6) Expectations and postoperative care after pericardiectomy
In expert hands, mortality for complete pericardiectomy is approximately 3–8% (higher in radiation-induced disease, advanced tuberculosis or in patients with cachexia). When well indicated, functional improvement is the rule. In the immediate postoperative period, special attention should be given to transient right ventricular failure after sudden release of constriction: careful preload management, selective inotropes, pulmonary vasodilators if needed and aggressive diuresis are essential. When inflammatory activity existed, tapering of anti-inflammatory treatment should be adjusted based on CRP values and/or imaging findings.

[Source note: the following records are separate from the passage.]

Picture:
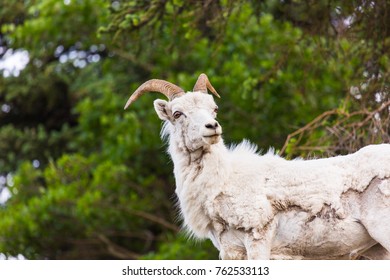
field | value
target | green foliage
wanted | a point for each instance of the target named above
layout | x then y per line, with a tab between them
101	185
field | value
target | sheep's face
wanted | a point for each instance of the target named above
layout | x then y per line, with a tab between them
193	119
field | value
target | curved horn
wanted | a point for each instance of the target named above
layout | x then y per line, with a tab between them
203	83
168	89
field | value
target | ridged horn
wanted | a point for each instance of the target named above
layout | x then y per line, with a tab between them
203	83
168	89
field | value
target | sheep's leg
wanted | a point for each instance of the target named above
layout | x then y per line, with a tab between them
376	211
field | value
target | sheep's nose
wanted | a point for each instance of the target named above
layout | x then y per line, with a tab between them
212	125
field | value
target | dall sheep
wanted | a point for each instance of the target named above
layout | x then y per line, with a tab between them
265	207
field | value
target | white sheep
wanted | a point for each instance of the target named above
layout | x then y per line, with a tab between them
262	206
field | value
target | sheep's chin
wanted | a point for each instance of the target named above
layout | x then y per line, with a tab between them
212	139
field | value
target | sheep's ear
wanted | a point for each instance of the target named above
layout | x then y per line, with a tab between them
161	107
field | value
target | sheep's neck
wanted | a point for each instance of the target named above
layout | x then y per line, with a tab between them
190	164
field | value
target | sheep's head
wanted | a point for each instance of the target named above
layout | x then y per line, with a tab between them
191	115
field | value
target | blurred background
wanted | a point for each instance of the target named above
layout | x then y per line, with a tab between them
80	178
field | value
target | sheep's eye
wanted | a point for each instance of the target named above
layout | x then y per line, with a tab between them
177	114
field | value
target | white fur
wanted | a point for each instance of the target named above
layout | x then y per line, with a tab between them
263	206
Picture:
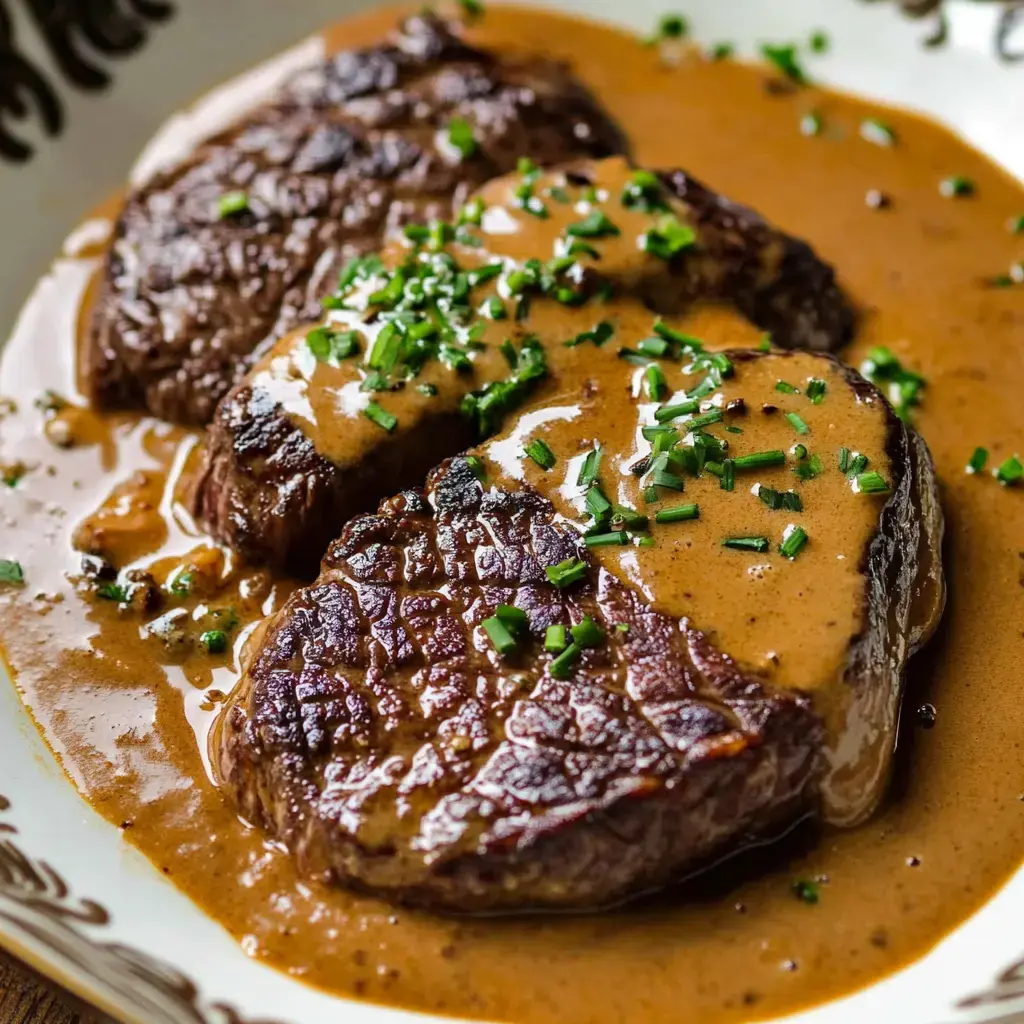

7) What already changes daily practice
Two guideline contributions directly impact clinical care:
• CMR as the diagnostic cornerstone and EMB only when it modifies management—both strategies reduce misdiagnosis and standardize decision-making.
• Anti-IL-1 therapy (anakinra, rilonacept) for recurrent or corticosteroid-dependent pericarditis (IIa) finally provides an effective and durable immunomodulatory option; it should be prioritized over prolonged steroid dependence.

8) Real IMPS teams, not just protocols
The guideline rightly promotes IMPS teams and a hub-and-spoke model. The real challenge lies in implementation: refer early, decide early and intervene thoroughly when indicated. Surgeons must be involved from the outset (during shock, drainage or constrictive phases), because in severe cardiac inflammation time remains the primary determinant of outcome, and surgery—when applied appropriately—is the definitive tool to restore function in the inflamed heart.

REFERENCE:

Schulz-Menger J, Collini V, Gröschel J, Adler Y, Brucato A, Christian V, et al.; ESC Scientific Document Group. 2025 ESC Guidelines for the management of myocarditis and pericarditis. Eur Heart J. 2025 Aug 29:ehaf192. doi: 10.1093/eurheartj/ehaf192.